I have some recorded voice in wav format
(over telephone line, english, many speaker, vocabulary: "IT, computer", but might be unlimited).
I just want to extract some words from the wav files so I can do some kind of approximate keywords search (text search) over the audio files. Is it possible with Sphinx? The accuracy is not so important, 40-50% of correctly recognized words would be OK.
If yes, could anyone provide me some simple example config file or code?
Thanks in advance for any suggestion.
Phuong Nguyen
If you would like to refer to this comment somewhere else in this project, copy and paste the following link:
I had implemented a "word spotter" in Sphinx, but it proved feasible only for a small acoustic model. I am told that research in the late 90s showed that doing full-blown recognition to convert speech to text and then doing normal text searching on the result proved more effective than word spotting.
I won't have time to give you some real good examples, but let me tell you what you'll want:
(1) you will probably need to use a 8 kHz acoustic model (since you mentioned it is telephone data). DO NOT UPSAMPLE WAVS to 16 kHz and use the 16 kHz models. There are several posts about which parameters to change to use the 8 kHz WSJ model.
(2) You will need a good n-gram model. The already built WSJ and HUB4 are probably inadequate, though it certainly wouldn't hurt to start with those to see what kind of accuracy you get. Training your own n-gram model means you need to have lots (preferably at least 1 million words) of text in your domain (IT, computer). The SRI-LM Toolkit or the CMU-Cambridge Lanugage Modelling toolkits are adequte. I believe there are a few posts on the matter.
(3) You may need to manually add some new words to the dictionary along with their corresponding pronunciation; I believe there were some recent posts about that as well.
(4) You will have to set up the speech recognizer. I do not currently have time to give an example config file. However, the Transcriber and WavFile demos are an excellent start for the code you would need to run. You would also need to use a frontend similar to the one found in those config files (making changes of course for the sample rate). The hellongram has an excellent example of what is involved in running a n-gram recognizer. You would essentially need to change the acoustic model, the actual language model and possibly the dictionary.
If you would like to refer to this comment somewhere else in this project, copy and paste the following link:
> I am told that research in the late 90s showed
> that doing full-blown recognition to convert
> speech to text and then doing normal text
> searching on the result proved more effective than
> word spotting.
Who told you that? I am eager to get pointed to some papers about this result. Any ideas?
Best regards,
Holger
If you would like to refer to this comment somewhere else in this project, copy and paste the following link:
Both keyword-spotting and speech recognition are principled studies. As for which one is better in certain situations, there is actually no definitive answer.
Consider we are talking about speech for a dialogue system, the dialogue may only have keywords that you want to pick up. So keyword spotting could be a contender.

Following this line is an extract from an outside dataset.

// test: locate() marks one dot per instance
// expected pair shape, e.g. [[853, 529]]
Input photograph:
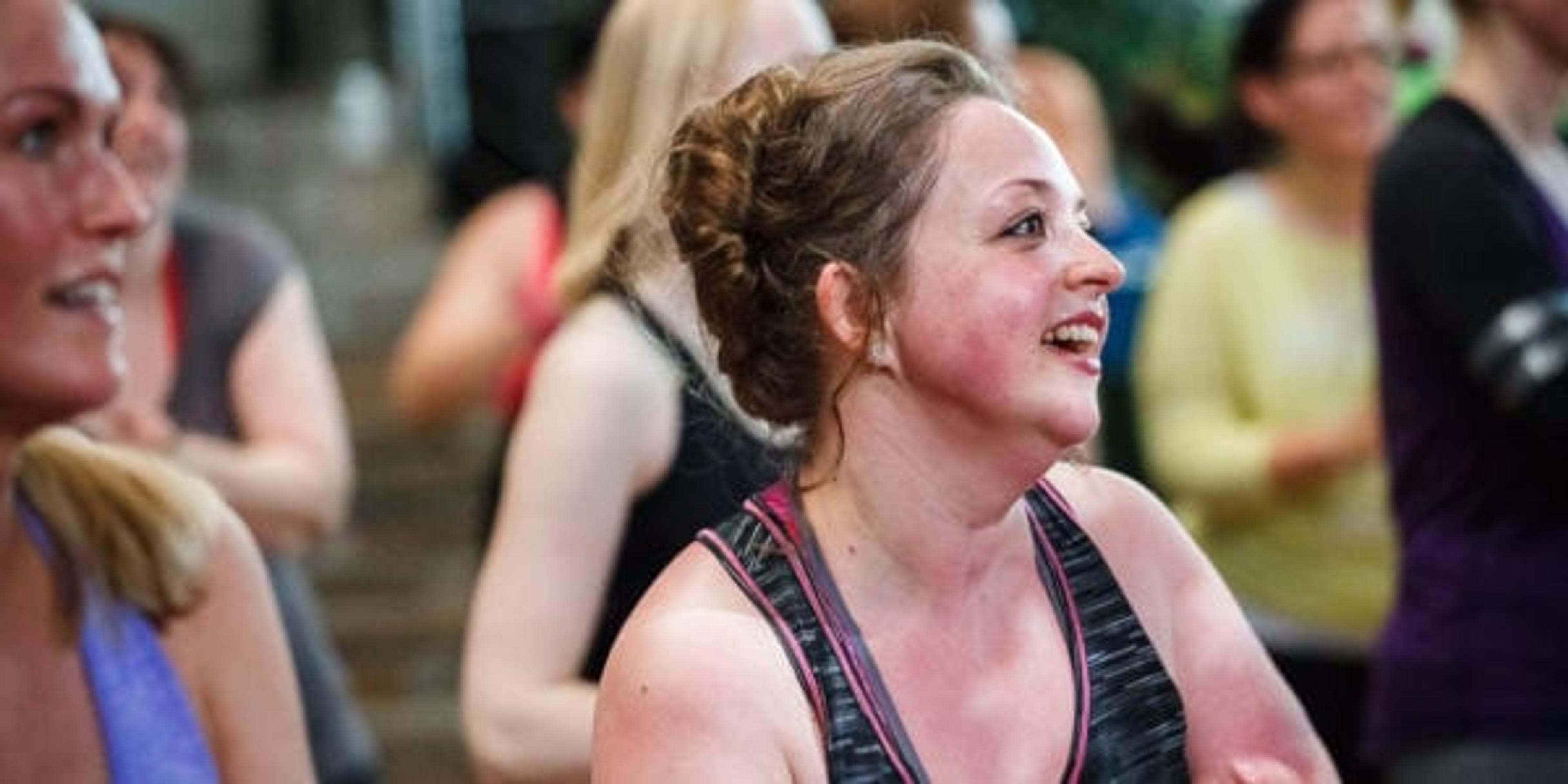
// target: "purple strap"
[[149, 733]]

If we are talking about dictation type of task and keyword/utt desnity is high. Intuitively, SR with trigram could be better too.
Another common approach is to use SR and post-process with a robust parser. It is very similar to keyword spotter but it could allow grammar be specified.
When you use the three in real-life, their effect could be very similar. So, we probably want to be open on this issue and not to get a quick conclusion.
-a
If you would like to refer to this comment somewhere else in this project, copy and paste the following link:
Hi all,
I have some recorded voice in wav format
(over telephone line, english, many speaker, vocabulary: "IT, computer", but might be unlimited).
I just want to extract some words from the wav files so I can do some kind of approximate keywords search (text search) over the audio files. Is it possible with Sphinx? The accuracy is not so important, 40-50% of correctly recognized words would be OK.
If yes, could anyone provide me some simple example config file or code?
Thanks in advance for any suggestion.
Phuong Nguyen
I had implemented a "word spotter" in Sphinx, but it proved feasible only for a small acoustic model. I am told that research in the late 90s showed that doing full-blown recognition to convert speech to text and then doing normal text searching on the result proved more effective than word spotting.
I won't have time to give you some real good examples, but let me tell you what you'll want:
(1) you will probably need to use a 8 kHz acoustic model (since you mentioned it is telephone data). DO NOT UPSAMPLE WAVS to 16 kHz and use the 16 kHz models. There are several posts about which parameters to change to use the 8 kHz WSJ model.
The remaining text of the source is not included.